Sayyidina Abu Hanifah, ketika memahami hadits Rasulullah shalallahu 'alaihi wa salam, berkata 'setiap hutang piutang yang mendatangkan manfaat, itu adalah riba. Misal hutang 1000, bayar 1100. Atau dengan cara yang lain. Orang zaman sekarang berusaha men-syariatkan riba. Jika hutang piutang yang mendatangkan manfaat adalah haram, maka dia mencari celah. Celahnya begaimana? Misal ada seseorang yang seakan-akan menjual barang 1000. Kemudian dibeli 900. Dan jika dia ingin membayar, bayarnya 1000. Padahal barangnya punya dia sendiri. Mencari celah untuk menghalalkan riba. Dengan apa? Dengan sistem jual beli. Tujuannya adalah riba.

Abu Hanifah berkata, saat dia menghutangi seseorang di Erat, ketika berjalan, dia berteduh di bawah suatu rumah yang atapnya agak keluar. Dia tidak sadar kalau dia berteduh di bawah rumah orang yang berhutang padanya. Saat dia sadar, ditinggalkan rumah itu dan melanjutkan perjalanan.

Kenapa beliau melakukan itu? Beliau berkata 'Karena aku takut berteduhnya aku di bawah rumah orang yang berhutang padaku, seakan-akan aku mengambil manfaat dari orang yang berhutang padaku, sehingga aku bermuamalah dengan riba, dengan mengambil manfaat, berteduh di atap rumahnya.

Orang zaman sekarang terlibat riba dengan berbagai alasan. 'Kalau kita tidak bermuamalah dengan riba, mana bisa kita bisa memiliki rumah? Mana bisa kita memiliki kendaraan?' Selagi kita beralasan 'mana bisa?', maka memang 'mana bisa'."

Ustaz Zaenal tersenyum memandangi wajah para jamaah yang sedari tadi nampak tegang. "Mesti ada iman kepada Allah subhana wa ta'ala. Jangan merendahkan hukum Allah dengan meletakkan keraguan kepada apa yang diperintahkan Allah subhana wa ta'ala."

Kesempurnaan iman adalah percaya MUTLAK dengan apa yang Allah beritahu pada kita. Dan tidak memperselisihkan, apalagi meragukan hukum-hukum Allah.

Allah menghancurkan riba, dan memberikan kelebihan dalam sedekah.

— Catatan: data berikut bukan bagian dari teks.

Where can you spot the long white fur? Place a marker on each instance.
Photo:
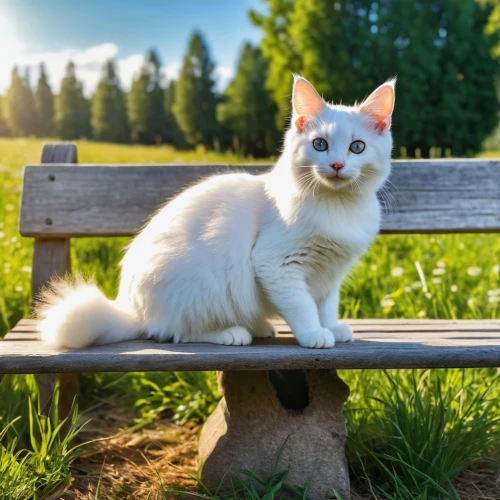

Memberikan barokah pada sedekah. Sedekah tidak akan mengurangi. Melainkan akan bertambah, bertambah, dan bertambah. Kata Allah, Riba aku hancurkan, sedekah aku tambahkan.

Percaya kepada siapa? Percaya kepada Allah yang menjanjikan tambahan pada sedekah, atau percaya kepada syaitan yang menjanjikan kemiskinan kalau kita tidak bermuamalah dengan riba?

Saat ini bahkan ahli ekonomi dari dunia Barat sudah memperingatkan tentang bahaya riba. Seorang ahli ekonomi Jerman mengatakan bahwa muamalah dengan riba akan membuat orang kaya semakin kaya, dan yang miskin semakin miskin. Mereka telah meneliti, bahwa selama keuntungan dari peminjaman belum nol persen (tanpa riba sama sekali), maka kemiskinan akan terus merajalela.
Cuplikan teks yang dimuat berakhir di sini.